12 December 2016 | Herpreet Kaur Grewal
In its 2015 study, Bilfinger GVA’s Big Nine report, which looks at the office market in nine major regional cities, said take-up was “exceptional” in the final quarter of 2014.
The same firm’s 2016 figures state that the take-up of offices in the same cities – Birmingham, Cardiff, Manchester, Glasgow, Leeds, Edinburgh, Bristol, Newcastle, and Liverpool – had risen to 9.6 million square feet – 20 per cent above the five-year average in the final quarter of 2015.
As the EU referendum ballot approached, real estate firm CBRE said Brexit fears had failed to dent the office market.

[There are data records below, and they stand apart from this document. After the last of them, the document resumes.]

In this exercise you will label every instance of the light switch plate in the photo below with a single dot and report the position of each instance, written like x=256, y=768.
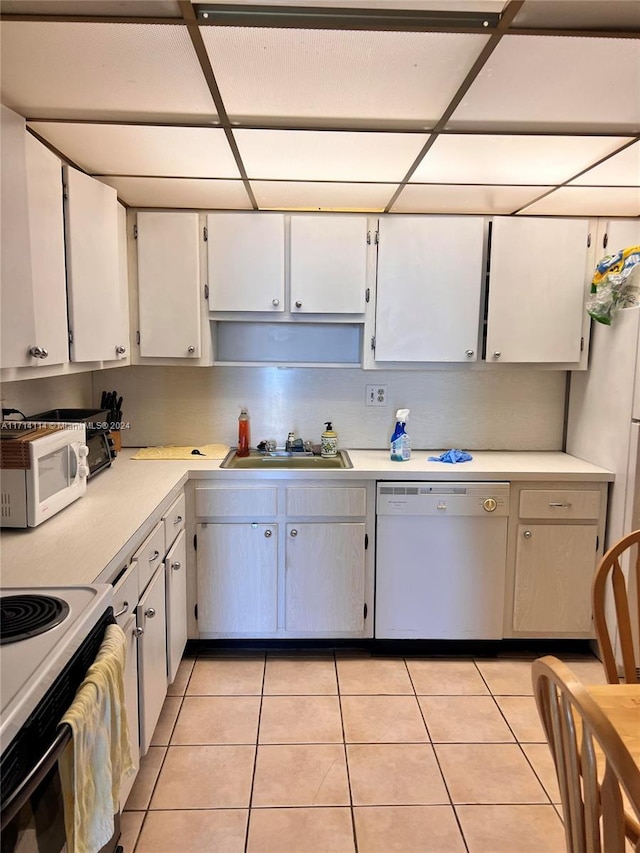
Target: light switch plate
x=376, y=395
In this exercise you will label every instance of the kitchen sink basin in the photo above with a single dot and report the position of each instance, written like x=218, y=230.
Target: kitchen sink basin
x=259, y=460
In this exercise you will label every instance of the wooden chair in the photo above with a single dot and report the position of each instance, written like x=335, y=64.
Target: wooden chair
x=627, y=608
x=592, y=763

But in the aftermath of the vote, office lettings across the ‘big nine’ during the second quarter were 3 per cent below the five-year quarterly average for both the city centre and out of town, according to Bilfinger GVA’s data, as uncertainty caused some occupiers to review their strategies.
Ben Burston, head of UK office and capital markets research at real estate consultancy JLL, told FM World that Brexit had definitely put “a dampener” on the corporate lettings market.

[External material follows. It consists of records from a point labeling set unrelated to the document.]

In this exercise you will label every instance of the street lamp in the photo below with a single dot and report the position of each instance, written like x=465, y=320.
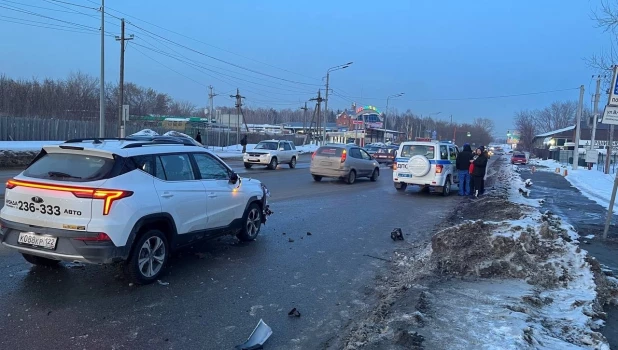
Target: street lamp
x=331, y=69
x=386, y=112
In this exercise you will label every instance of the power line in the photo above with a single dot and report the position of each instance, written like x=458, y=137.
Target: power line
x=205, y=43
x=220, y=60
x=472, y=98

“We have seen in the London office market a much lower level of take-up this year,” says Burston.
“We are seeing businesses being much more cautious, asking landlords for more flexibility and taking longer to make decisions. So effectively there is less demand for office space. We’ve been on a really strong run over the past three years and we are starting to see it slow, particularly in London.”
But Burston says the regional cities have until recently held up quite well.

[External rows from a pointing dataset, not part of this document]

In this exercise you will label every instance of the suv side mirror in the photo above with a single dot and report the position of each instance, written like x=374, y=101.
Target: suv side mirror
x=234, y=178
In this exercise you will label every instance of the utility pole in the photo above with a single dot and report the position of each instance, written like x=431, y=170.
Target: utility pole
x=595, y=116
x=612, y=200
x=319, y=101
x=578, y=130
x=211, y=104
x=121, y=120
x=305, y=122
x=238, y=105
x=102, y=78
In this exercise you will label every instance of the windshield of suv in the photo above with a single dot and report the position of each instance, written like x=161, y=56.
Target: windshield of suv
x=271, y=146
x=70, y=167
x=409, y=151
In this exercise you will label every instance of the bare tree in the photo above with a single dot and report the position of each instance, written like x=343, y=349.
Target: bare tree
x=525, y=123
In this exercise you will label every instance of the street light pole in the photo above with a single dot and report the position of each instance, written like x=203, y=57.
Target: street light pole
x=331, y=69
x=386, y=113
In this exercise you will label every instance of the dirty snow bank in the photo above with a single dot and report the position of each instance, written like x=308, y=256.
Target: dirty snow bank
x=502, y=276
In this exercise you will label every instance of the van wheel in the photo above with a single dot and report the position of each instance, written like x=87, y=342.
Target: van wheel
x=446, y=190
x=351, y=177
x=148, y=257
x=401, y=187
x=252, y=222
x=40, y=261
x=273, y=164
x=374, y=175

“We haven’t seen much of an impact there, but there are signs that in the second half of the year take-up won’t be as strong as the first half of the year.”
He adds: “In the near term we have uncertainty and over the next few years we are not going to see the same level of growth.”
That said, Burston adds that a new type of office is emerging that allows for more collaborative spaces and thus better experiences for employees.